The very name Los Angeles—the “City of Angels”—is plural for a reason. This place contains multitudes; it is not any one thing or singular set of shared realities, but rather a series of overlapping metaphysical geographies, vast and intimidating yet surprisingly human, intimate and personal.
Los Angeles is more beautiful than you're prepared for. There’s urban grit here, of course, and freeways and off-ramps and parking lots, but also perfumed hillsides alive with birdsong and flowering citrus trees, hundreds of miles of hiking trails, gorgeous mountains framing the city to the east, flowers everywhere, and the world-famous beaches.
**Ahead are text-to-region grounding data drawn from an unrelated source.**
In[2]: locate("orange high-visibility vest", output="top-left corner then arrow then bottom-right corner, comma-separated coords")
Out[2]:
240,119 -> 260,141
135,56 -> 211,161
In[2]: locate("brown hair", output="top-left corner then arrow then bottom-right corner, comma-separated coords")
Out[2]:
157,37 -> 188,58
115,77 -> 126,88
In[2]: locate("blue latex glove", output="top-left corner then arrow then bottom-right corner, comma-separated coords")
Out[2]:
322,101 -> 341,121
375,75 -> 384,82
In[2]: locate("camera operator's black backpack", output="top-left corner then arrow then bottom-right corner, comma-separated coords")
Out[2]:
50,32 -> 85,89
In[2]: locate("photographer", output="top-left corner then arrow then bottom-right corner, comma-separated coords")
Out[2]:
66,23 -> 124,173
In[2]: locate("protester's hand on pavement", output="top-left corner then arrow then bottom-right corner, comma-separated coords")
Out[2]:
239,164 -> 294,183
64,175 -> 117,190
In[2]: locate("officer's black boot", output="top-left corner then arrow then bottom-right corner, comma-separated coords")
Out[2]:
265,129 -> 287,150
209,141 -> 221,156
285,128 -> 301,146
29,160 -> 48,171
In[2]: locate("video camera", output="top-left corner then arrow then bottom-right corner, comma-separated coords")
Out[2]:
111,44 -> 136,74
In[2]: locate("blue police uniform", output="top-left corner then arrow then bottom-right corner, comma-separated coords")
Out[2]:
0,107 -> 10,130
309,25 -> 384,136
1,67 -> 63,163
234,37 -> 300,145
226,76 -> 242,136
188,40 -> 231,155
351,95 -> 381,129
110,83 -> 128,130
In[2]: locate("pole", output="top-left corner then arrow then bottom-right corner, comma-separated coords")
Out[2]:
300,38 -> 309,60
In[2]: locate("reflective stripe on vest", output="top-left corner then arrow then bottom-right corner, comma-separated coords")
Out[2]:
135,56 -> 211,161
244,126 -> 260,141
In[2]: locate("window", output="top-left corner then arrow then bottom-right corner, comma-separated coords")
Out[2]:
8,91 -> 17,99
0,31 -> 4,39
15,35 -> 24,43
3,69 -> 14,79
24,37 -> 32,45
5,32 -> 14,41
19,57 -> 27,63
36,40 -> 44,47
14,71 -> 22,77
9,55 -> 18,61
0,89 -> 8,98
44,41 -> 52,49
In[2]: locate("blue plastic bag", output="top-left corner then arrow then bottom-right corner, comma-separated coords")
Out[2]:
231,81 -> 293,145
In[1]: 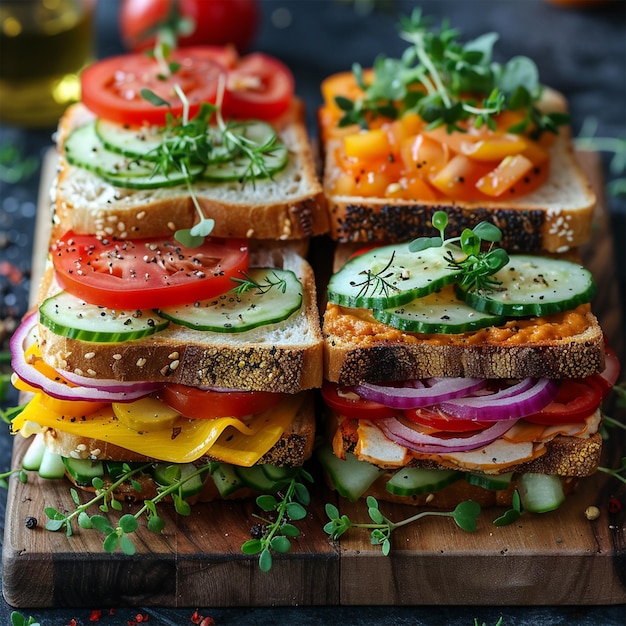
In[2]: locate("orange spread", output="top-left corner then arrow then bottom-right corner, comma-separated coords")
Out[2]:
324,303 -> 592,347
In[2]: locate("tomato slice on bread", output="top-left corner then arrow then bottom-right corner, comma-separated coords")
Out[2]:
404,406 -> 491,433
162,384 -> 283,420
51,232 -> 249,310
80,47 -> 229,126
321,380 -> 397,420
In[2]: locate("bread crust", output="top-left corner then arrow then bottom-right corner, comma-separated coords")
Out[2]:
52,100 -> 329,242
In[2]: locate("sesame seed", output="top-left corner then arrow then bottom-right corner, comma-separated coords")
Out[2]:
84,352 -> 95,359
87,369 -> 97,376
160,365 -> 170,376
136,358 -> 147,367
170,360 -> 180,371
74,368 -> 83,376
168,352 -> 180,359
113,354 -> 122,360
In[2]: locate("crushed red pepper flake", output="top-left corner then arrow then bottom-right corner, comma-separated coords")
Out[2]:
89,608 -> 102,621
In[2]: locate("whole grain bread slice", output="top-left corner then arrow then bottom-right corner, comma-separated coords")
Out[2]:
320,88 -> 596,253
37,246 -> 324,393
52,99 -> 328,242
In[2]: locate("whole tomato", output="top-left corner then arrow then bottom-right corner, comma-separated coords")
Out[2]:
119,0 -> 260,53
Griffith Park offers a glimpse of this beauty, and so do hikes around Moon Canyon in the hills of Mount Washington.
Where to Stay
The first rule of where to stay in LA is to ask, “Where am I going to need to be on this trip?” Remember—we want to cut down on car time and cross-city travel so you can enjoy more stuff. Here’s a handful of hotels, each in very different sections of the city, that would make fine base camps for further exploration, plus one hotel so famous and classic I would be remiss not to include its glories on this list.
4141 Santa Monica Blvd., Silver Lake, (323) 486-7225. Located just off Silver Lake junction—where Sunset Boulevard meets Santa Monica Boulevard—this hotel is ideally located if you’ve got stuff happening in Silver Lake, Echo Park, Los Feliz or East Hollywood. Koreatown and Hollywood proper aren’t far, either, and it’s a short hop across the river for hangs in Highland Park, Atwater Village, and Mount Washington.
Silver Lake Pool & Inn oozes LA to me. A former motor inn turned into a don’t-call-it-hipster, “upwardly mobile young urban adult with expendable income” playhouse, the hotel’s epic second-floor pool, courtyard restaurant, and comfortable desert-motif rooms tick a lot of boxes. You could work by the pool; you could walk to the spiffy new Erewhon location next door for a $20 celebrity smoothie (they are unfortunately very good); you could walk another block up to the original LA location of Intelligentsia Coffee, the first really important modern coffee bar to open in the city. For the truly bold and cheap among us with a particularly high risk tolerance for such things (it me), there’s even street parking to be sussed out in the neighborhood directly above the hotel, which allows you to skip the valet fee. I’ve stayed here several times and will do so again.